楽天モバイル、競合も驚いた「契約数爆増」の深層 違和感すら抱く「1年で契約200万超」どう実現?
一方、三木谷氏は決算会見で、「今四半期の契約回線数においてB2C(個人向け)が非常に増加している」とも強調した。
楽天は今年に入ってから、個人向けにさまざまな新施策を打ち出している。2月に家族で使うと料金が割引される「最強家族プログラム」を始めると、翌3月に22歳以下を対象にポイント還元する「最強青春プログラム」を投入。5月には12歳以下向けにポイントを優遇する「最強こどもプログラム」まで導入し、楽天社員が自身の子供たちと記者発表会に登壇してアピールした。

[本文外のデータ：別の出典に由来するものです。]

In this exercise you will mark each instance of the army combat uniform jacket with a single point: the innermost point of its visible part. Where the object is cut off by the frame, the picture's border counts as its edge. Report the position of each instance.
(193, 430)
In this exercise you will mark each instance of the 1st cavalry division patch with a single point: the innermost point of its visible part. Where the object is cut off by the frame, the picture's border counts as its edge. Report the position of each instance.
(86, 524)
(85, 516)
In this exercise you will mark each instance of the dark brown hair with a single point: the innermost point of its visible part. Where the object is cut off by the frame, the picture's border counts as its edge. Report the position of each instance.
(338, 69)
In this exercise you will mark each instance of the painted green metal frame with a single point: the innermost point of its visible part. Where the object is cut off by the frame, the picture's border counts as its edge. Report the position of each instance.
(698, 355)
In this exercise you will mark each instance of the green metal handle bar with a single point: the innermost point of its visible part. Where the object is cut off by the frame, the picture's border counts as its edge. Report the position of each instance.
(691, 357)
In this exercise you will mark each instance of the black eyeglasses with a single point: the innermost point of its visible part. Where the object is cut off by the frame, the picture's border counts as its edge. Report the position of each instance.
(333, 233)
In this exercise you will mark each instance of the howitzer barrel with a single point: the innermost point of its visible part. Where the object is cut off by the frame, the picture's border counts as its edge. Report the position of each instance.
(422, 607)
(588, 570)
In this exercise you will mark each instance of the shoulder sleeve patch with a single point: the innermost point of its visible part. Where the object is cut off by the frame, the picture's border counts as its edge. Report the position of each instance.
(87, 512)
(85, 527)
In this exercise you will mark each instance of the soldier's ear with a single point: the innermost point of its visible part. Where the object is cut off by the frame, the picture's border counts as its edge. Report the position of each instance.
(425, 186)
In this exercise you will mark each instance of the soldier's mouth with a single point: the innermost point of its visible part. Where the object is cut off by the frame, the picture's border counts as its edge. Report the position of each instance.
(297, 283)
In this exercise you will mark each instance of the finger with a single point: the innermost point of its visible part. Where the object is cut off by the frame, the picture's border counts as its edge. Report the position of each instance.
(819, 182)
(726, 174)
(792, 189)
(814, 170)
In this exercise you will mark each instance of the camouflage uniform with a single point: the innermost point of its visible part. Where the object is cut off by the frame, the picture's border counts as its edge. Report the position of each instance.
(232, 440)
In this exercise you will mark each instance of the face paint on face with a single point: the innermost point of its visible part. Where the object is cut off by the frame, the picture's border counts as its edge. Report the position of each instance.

泥くさいドブ板営業で地道に顧客を開拓し、祖業の楽天市場を成功させたことでも知られる楽天。最近では、社員が配る名刺にポイント特典で楽天モバイルの利用を勧誘する広告が印刷されており、三木谷氏自身もX(旧ツイッター)で、トップセールスによりタクシー運転手に契約してもらったことを明らかにしている。まさに、「社員一丸」でのなりふり構わぬ営業が続く。
新規契約はどこから湧いているのか
飽和状態にある国内市場で楽天が躍進すれば、競合の3大キャリアはもろに煽りを食らうはず――。そう思いきや、意外にも現状は、楽天による顧客奪取は限定的との声が上がる。
ソフトバンクの宮川社長は冒頭の会見の場で、「当社への影響はほとんどない」と説明。KDDIの髙橋誠社長も8月2日の決算会見で、「われわれからの流出状況を見ていると、大きくは変化していない。そんな状況の中で、あれだけ短期間に数字が上がっているのは、本当は違和感がある」と言及した。NTTドコモの小林啓太副社長も同7日の決算説明会で、自社の格安プラン「ahamo」への影響について、「競争が激しくなっている認識はあるが、楽天からはそれほど取られている感じもない」と話した。
他社が抱く”違和感”の正体を読み解くヒントとなりそうなのが、楽天が公表した「MNP」(電話番号を変えずに携帯キャリアを乗り換えられる制度)での純増数だ。
楽天は2024年1~6月の競合他社からの「MNP」によるB2Cの純増が、29.9万回線だったと明らかにした。この間のMNO全体の増加数は98万回線で、他社からの乗り換えは3割程度にとどまる計算となる。競合キャリアからすれば、この点が、楽天の急拡大に比して自社からの流出が少なく見える要因の1つといえそうだ。